The blood type O negative is called the "universal donor" type because it is the only blood type that may safely be transfused into any person. Therefore, when someone needs a transfusion in an emergency and their blood type cannot be determined, they are given type O negative blood. For this reason, donors with this blood type are crucial to blood banks. Unfortunately, this blood type is fairly rare; according to the Red Cross, only 7 percentage of U.S. residents have type O negative blood. Assume that a blood bank has recruited 20 unrelated donors. (State calculator entry and give 4 decimal places) What is the probability that fewer than three of them will have type O negative blood? What is the probability that more than 4 of them have type O negative blood? Find the probability that none of the donors had type O negative blood. Would this be unusual? Explain. What is the mean of the number of donors who have type O negative blood for a group this size?
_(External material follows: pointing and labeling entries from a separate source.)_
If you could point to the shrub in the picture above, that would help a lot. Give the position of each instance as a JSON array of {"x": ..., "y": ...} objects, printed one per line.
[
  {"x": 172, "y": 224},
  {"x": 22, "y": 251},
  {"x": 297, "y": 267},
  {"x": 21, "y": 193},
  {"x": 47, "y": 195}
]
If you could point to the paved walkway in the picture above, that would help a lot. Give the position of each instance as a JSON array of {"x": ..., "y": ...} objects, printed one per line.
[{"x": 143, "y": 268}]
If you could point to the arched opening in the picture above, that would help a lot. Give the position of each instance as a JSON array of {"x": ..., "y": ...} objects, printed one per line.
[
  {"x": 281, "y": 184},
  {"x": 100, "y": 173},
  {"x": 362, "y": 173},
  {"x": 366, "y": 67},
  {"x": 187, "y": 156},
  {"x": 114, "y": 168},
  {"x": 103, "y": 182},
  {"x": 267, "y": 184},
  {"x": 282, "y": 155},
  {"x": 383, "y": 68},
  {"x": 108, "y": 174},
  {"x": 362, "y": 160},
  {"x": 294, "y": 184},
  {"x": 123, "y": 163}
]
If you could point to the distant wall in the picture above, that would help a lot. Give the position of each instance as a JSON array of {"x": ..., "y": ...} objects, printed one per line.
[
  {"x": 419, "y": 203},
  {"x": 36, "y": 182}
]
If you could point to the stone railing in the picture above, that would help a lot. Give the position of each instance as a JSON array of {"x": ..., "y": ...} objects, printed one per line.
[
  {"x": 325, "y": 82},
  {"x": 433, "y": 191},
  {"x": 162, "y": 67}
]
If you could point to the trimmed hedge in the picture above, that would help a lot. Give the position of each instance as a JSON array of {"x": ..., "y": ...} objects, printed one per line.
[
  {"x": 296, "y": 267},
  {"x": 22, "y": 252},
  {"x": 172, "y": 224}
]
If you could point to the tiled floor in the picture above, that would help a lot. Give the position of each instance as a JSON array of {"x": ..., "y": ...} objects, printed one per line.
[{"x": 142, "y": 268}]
What is the standard deviation of the number of donors who have type O negative blood for a group this size?

Answer 1

Answer:

Probability that fewer than three of them will have type O negative blood: P(x<3)=0.6047

Probability that more than 4 of them have type O negative blood: P(x>4)=0.0472

Probability that none of the donors had type O negative blood: P(x=0)=0.2342

Mean of the number of donors who have type O negative blood for a group this size: E=1

Standard deviation of the number of donors who have type O negative blood for a group this size: SD=2

Step-by-step explanation:

These experiments behave as binomial distribution:

P(x)=$\frac{n!}{x!(n-x)!}. p^x.(1-p)^{n-x}$

where:

x: donors have type O negative blood

p: success outcome (0.07)

n: unrelated donors (20)

Fewer than three donors will have type O negative blood:

P(x<3)=P(x=0)+P(x=1)+P(x=2)=$\frac{20!}{0!(20-0)!}. (0.07)^0.(1-0.07)^{20-0}$+$\frac{20!}{1!(20-1)!}. (0.07)^1.(1-0.07)^{20-1}$+$\frac{20!}{2!(20-2)!}. (0.07)^2.(1-0.07)^{20-2}}$

P(x<3)=0.2342+0.3526+0.2521=0.8389

More than 4 of donors have type O negative blood:

P(x>4)=1-P(x<4)= 1 - P(x=0) - P(x=1) - P(x=2) - P(x=3)= 1 - 0.2342 - 0.3526 - 0.2521 - 0.1139=0.0472

None of the donors had type O negative blood:

P(x=0)=$\frac{20!}{0!(20-0)!}. (0.07)^0.(1-0.07)^{20-0}$=0.2342

Mean of the number of donors who have type O negative blood:

E=n×p=20×0.07=1.4≅1

The mean number of donors that have type O negative blood is 1.

Standard deviation of the number of donors who have type O negative blood:

SD=$\sqrt{npq}$=$\sqrt{20*0.07*0.93}$=1.5≅2

The standard deviation of the distribution of donors that have type O negative blood is 2.